In the end, I knew/know that eating unrestricted, unfettered, without reservation or fear IS the key to full recovery. And sadly, I cannot do it being vegan. I need to be able to challenge myself by eating a hamburger and not being concerned about how much saturated fat there is in it. I need to be able to order a three-egg omelet with pancakes. I need to challenge the notion that there are only certain types of food that are “good” or “bad” and that in fact, my body needs all types of nutrients in order to live and thrive.
So what does this all mean? It means that last night, I ate chicken for the first time in….well….I’m not sure. It means that I am eating chicken again tonight. It means that I am actually thinking, “Wow, I think I want to eat some fish this weekend and maybe a burger later or corned beef for dinner.”

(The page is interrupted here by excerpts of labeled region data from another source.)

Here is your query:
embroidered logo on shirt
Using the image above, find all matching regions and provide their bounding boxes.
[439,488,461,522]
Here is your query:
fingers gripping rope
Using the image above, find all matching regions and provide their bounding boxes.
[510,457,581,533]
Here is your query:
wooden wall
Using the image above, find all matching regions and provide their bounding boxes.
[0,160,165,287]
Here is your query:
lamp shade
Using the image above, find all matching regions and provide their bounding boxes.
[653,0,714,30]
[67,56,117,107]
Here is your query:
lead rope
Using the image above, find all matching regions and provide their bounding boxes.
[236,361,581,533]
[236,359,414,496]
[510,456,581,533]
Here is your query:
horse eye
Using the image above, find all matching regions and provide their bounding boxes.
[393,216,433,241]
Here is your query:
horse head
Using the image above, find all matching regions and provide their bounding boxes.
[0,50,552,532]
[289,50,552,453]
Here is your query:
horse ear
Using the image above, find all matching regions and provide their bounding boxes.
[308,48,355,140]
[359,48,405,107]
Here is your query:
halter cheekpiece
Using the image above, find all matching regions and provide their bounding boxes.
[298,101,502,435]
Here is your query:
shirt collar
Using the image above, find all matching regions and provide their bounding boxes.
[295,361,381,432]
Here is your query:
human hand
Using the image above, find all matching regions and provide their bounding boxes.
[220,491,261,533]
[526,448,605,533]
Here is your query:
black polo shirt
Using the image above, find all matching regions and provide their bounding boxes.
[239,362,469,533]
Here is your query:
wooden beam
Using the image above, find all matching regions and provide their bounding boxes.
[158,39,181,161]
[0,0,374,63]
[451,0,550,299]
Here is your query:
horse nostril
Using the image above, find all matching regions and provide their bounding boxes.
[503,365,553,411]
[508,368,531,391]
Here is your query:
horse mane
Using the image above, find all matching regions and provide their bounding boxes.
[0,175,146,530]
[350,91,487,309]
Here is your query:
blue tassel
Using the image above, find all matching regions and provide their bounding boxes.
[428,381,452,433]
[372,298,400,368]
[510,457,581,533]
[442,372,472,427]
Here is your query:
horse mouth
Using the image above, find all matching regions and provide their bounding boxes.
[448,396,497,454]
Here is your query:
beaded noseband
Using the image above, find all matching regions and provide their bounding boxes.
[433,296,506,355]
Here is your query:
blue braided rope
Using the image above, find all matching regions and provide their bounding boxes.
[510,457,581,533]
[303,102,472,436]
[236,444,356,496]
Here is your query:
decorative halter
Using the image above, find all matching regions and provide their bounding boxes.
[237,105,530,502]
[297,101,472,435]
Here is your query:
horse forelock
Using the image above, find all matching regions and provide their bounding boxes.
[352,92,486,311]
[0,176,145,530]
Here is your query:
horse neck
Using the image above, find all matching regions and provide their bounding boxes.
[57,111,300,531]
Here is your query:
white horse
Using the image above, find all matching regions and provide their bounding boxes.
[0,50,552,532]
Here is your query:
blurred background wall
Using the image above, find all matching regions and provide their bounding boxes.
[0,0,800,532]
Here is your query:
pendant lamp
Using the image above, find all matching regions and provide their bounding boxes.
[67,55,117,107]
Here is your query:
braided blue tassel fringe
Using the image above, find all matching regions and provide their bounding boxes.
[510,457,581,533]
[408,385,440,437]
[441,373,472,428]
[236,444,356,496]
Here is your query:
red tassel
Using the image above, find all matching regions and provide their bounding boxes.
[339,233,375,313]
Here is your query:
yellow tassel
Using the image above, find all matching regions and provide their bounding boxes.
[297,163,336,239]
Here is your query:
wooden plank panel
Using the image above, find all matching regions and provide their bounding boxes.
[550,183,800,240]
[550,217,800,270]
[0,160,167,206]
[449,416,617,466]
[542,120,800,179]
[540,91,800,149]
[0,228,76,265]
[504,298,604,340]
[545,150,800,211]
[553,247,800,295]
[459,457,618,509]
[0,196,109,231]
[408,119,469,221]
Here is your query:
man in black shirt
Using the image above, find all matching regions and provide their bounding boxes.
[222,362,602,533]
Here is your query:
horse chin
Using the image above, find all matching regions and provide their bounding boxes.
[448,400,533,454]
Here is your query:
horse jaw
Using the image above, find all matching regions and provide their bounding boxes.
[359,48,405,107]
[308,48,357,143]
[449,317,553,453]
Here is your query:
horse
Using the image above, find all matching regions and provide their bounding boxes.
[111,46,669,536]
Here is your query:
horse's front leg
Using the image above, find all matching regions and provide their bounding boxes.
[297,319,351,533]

Going back to an omnivorous diet doesn’t mean that I have totally abandoned my core ethics and beliefs. I am still aware of my actions, I still don’t use leather products, I still don’t use soaps or cleansers that have been tested on animals, and I still teach my children that animals are God’s wonderful creatures that should be shown love like any other person.
Ironically, eating ALL types of food versus just plants actually makes me a more real, ethical person.
Eating all foods means that I am trying to totally heal myself and understand and accept that I cannot do it being plant-based. It means that this revelation doesn’t make me a failure or a bad person–it just shows that I need to take care of myself so that I can be the individual that God intended me to be…and that person is one with strength, energy and drive to live a selfless life that gives back to others (animals included!) and makes a difference (for the better!) in our world.
It is incredibly scary to write this post. I feel like my journey is never linear, never predictable, never ordinary or planned. But that’s ok because I know that life is the same way. We are all constantly changing and evolving and making mistakes and getting right back up and rectifying those errors. So, thank you to those who have actually read this long, rambling post. ;-). I will be sure to update you more on this journey…and if you would like to share about your experiences in recovery (or even from going plant-based back to an omnivorous diet), I’d love to hear from you!